Updated: April 4, 2014 4:57:50 pm
It’s not just South Asian expatriats who travel to distant countries to populate several international cricket squads. South Africa is exporting them by the hordes too.
This was beamed clear this last fortnight, with the presence of South Africa-born players in a number of teams in Bangladesh. England had three, Netherlands had four, Ireland had one and even New Zealand included a player born in the Rainbow Nation.
The migratory instincts of South African cricketers are nothing new. Basil D’Oliveira plied his trade for England, back in the ‘60s. Kevin Pietersen leads the list of these nomads. After failing to find enough opportunities for provincial side Kwa Zulu Natal, he’d used his mother’s English ancestry to redefine his career. Until recently, Neil Wagner (the New Zealand quick who tormented India) played franchise cricket in South Africa for the Northerns. Tracing back their Dutch roots, a fair bunch of South Africans have migrated back to form the core of the Holland squad.
England teems with arrivals from southern hemisphere’s cricket-mine. Former captain Andrew Strauss, middle-order bat Jonathan Trott along with Matt Prior and Peter Walker were all South Africans while in the current edition, Michael Lumb, Craig Kieswetter and Jade Dernbach were born in Africa. Ireland’s fast bowler, Max Sorensen, is a native of Johannesburg while New Zealand’s Colin Munro was born in Durban.
What forces South Africans to leave their homes in search of greener pastures? The quota system, which Pietersen flayed as the sole cause of his exit, is one. Though CSA has abolished quotas for the national side and provincial first XIs, reservation is in place for age-group provincial sides.
Many cricketers who now play for nations on completely different continents often find themselves denied opportunities due to limited spots.

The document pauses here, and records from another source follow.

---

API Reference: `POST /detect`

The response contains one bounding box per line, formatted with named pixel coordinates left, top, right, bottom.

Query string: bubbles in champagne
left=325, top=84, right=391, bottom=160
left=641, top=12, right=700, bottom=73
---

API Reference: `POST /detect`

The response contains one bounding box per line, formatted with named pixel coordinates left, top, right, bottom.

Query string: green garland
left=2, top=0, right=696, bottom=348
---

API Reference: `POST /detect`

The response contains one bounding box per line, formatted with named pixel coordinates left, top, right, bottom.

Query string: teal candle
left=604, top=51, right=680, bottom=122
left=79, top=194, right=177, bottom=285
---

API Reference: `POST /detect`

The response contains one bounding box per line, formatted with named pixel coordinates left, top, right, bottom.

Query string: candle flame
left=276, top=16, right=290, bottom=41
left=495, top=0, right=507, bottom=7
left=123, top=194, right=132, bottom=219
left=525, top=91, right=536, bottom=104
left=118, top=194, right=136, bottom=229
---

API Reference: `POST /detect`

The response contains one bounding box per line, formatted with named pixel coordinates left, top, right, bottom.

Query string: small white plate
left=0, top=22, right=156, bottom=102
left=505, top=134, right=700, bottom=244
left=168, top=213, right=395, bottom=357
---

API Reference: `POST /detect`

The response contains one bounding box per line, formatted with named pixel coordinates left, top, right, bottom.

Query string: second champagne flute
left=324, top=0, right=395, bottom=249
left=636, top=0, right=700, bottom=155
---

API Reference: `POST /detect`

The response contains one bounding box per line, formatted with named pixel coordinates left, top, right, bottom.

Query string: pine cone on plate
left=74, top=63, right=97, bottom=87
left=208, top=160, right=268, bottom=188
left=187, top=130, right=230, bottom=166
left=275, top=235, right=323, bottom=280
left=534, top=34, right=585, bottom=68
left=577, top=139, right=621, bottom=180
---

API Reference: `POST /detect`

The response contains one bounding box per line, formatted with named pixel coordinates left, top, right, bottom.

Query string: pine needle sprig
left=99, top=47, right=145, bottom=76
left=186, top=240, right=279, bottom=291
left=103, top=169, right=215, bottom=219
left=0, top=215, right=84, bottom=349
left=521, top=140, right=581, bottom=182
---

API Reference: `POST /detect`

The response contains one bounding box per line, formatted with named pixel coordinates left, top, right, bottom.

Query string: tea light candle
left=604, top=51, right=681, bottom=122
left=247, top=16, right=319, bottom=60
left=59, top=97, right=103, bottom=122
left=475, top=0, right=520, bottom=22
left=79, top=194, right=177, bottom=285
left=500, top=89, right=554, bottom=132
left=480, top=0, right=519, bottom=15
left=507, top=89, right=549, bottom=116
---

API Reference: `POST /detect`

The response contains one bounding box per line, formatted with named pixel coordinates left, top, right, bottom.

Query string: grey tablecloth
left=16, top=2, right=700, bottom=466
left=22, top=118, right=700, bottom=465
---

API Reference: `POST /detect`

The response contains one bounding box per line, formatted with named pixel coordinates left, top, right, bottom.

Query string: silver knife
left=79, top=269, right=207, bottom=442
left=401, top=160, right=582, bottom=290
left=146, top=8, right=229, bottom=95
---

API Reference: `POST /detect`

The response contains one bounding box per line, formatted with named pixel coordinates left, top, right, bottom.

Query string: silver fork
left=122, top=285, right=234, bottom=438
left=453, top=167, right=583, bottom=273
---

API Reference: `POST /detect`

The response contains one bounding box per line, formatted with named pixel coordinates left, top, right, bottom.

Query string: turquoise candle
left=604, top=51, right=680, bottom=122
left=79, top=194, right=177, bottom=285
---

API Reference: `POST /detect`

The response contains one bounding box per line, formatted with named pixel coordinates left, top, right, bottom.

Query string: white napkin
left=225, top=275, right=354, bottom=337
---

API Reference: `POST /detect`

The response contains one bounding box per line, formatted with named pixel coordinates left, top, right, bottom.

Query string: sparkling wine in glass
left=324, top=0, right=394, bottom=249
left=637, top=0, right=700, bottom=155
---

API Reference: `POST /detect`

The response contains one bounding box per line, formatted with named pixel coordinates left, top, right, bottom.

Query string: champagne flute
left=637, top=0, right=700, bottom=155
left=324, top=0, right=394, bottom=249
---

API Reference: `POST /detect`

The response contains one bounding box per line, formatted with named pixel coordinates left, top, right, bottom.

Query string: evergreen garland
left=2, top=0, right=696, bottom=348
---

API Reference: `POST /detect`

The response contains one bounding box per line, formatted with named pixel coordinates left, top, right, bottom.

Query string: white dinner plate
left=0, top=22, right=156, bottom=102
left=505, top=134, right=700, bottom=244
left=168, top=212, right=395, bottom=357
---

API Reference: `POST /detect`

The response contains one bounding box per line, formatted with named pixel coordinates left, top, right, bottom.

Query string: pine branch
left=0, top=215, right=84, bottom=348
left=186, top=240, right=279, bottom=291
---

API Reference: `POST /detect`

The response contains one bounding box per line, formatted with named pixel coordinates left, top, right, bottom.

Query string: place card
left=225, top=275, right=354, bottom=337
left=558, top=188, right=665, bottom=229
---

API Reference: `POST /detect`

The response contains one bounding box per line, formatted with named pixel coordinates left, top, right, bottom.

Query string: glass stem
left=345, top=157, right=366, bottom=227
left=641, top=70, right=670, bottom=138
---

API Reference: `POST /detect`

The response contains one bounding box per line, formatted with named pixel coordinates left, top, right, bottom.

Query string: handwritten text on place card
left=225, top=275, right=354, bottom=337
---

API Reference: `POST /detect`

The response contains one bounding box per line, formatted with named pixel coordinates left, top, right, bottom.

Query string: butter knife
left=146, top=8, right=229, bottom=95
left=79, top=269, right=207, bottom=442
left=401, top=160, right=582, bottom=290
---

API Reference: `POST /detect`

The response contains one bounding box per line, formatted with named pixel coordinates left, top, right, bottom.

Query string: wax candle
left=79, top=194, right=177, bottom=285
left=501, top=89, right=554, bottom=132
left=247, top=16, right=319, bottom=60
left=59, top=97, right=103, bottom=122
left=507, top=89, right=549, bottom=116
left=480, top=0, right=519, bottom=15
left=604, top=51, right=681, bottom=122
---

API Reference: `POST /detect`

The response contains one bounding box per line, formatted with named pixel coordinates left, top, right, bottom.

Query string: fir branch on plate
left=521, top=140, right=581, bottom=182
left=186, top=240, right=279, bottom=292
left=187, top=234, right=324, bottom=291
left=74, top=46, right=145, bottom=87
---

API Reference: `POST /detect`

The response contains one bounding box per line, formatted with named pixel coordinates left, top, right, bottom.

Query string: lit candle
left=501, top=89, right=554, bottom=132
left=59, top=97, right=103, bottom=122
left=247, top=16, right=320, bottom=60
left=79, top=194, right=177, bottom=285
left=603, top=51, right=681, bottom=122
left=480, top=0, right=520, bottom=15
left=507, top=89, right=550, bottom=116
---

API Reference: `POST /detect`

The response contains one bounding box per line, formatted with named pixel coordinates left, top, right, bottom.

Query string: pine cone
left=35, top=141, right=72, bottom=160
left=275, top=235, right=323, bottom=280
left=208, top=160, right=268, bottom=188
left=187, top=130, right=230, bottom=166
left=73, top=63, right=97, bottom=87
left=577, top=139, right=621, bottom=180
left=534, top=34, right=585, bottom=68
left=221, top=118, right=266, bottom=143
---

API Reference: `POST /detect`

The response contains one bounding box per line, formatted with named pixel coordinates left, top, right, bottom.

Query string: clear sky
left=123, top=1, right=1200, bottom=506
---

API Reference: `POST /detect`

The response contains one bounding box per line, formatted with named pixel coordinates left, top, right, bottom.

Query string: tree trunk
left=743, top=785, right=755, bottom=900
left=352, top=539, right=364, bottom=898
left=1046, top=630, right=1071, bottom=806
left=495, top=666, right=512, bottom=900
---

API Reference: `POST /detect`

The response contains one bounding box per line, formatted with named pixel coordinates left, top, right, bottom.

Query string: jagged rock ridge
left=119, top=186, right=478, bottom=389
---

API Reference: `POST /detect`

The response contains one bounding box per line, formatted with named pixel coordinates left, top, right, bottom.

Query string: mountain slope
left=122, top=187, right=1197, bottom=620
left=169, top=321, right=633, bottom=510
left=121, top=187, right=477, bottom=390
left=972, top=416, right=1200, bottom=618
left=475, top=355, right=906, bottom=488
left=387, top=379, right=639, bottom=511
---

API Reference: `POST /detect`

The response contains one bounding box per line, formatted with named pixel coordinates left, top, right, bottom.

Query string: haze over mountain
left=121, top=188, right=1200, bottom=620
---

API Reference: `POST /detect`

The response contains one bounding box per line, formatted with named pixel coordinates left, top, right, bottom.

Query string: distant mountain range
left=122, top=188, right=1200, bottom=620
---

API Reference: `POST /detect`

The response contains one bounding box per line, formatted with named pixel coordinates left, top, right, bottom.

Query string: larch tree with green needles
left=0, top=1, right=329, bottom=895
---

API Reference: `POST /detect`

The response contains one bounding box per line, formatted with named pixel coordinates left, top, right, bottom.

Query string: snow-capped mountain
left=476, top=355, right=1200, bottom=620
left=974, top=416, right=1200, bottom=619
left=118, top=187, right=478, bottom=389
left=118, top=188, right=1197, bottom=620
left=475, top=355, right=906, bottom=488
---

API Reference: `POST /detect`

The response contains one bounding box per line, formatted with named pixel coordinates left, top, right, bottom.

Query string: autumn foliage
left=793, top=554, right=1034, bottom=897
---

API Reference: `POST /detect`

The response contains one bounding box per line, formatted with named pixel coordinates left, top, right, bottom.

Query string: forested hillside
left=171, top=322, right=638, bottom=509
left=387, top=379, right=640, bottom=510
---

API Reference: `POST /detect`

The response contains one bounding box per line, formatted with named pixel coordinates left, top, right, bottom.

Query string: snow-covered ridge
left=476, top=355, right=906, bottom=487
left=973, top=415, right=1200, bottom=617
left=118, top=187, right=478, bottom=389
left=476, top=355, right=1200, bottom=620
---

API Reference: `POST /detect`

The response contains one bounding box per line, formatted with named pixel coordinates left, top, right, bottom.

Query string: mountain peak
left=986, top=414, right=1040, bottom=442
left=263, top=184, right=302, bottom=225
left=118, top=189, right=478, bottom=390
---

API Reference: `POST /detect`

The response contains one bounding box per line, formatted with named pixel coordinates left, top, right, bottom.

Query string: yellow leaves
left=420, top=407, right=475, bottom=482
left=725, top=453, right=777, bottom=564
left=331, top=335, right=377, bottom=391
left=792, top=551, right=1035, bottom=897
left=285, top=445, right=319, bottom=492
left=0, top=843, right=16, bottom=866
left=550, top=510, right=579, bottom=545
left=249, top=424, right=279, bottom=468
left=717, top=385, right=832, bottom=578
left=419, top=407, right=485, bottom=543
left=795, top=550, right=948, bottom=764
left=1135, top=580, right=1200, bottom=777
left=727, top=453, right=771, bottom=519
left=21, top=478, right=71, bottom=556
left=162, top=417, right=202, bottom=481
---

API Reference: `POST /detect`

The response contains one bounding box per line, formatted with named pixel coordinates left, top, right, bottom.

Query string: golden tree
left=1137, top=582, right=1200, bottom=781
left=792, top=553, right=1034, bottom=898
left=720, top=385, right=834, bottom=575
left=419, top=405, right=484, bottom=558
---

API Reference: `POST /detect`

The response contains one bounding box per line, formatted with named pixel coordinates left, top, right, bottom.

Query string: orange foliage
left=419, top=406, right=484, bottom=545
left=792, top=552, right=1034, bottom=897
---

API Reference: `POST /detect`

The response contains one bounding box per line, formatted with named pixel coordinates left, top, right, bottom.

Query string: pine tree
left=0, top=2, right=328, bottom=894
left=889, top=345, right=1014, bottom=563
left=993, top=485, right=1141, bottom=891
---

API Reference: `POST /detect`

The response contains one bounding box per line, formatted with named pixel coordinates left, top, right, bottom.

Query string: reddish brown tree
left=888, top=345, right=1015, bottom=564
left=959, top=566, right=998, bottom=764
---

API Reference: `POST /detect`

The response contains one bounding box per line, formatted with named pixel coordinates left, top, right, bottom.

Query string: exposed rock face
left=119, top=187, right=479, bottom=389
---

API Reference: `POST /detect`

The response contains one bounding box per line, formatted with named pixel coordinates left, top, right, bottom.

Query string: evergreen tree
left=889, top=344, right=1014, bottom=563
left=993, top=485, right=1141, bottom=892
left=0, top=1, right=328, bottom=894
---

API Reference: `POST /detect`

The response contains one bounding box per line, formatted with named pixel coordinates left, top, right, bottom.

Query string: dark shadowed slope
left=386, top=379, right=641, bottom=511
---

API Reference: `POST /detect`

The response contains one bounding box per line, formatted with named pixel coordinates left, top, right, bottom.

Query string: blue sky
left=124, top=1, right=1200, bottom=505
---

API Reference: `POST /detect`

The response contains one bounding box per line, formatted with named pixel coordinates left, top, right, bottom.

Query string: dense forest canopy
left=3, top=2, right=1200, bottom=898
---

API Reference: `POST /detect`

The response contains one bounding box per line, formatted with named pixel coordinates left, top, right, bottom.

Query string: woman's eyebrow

Though players like Ryan Ten Doeschate, Stephan Myburgh, Zimbabwe’s Neil Johnson and New Zeland’s Kruger van Wyk piled on the runs for their school sides, the South African school circuit’s robustness is legendary. The lack of exposure for their provinces and franchises sees many pore over their family trees in search of opportunities.
Heavy domestic competition and South Africa’s propensity to churn out batch upon batch of high quality players also ensures that a large number of promising and talented players do not even find themselves on the fringes of the national side. Taking up long-time county contracts, which often allow naturalization, or using foreign ancestry to parachute into an “international team” often seems the easier course of action.
Chimay is a staff reporter based in Pune.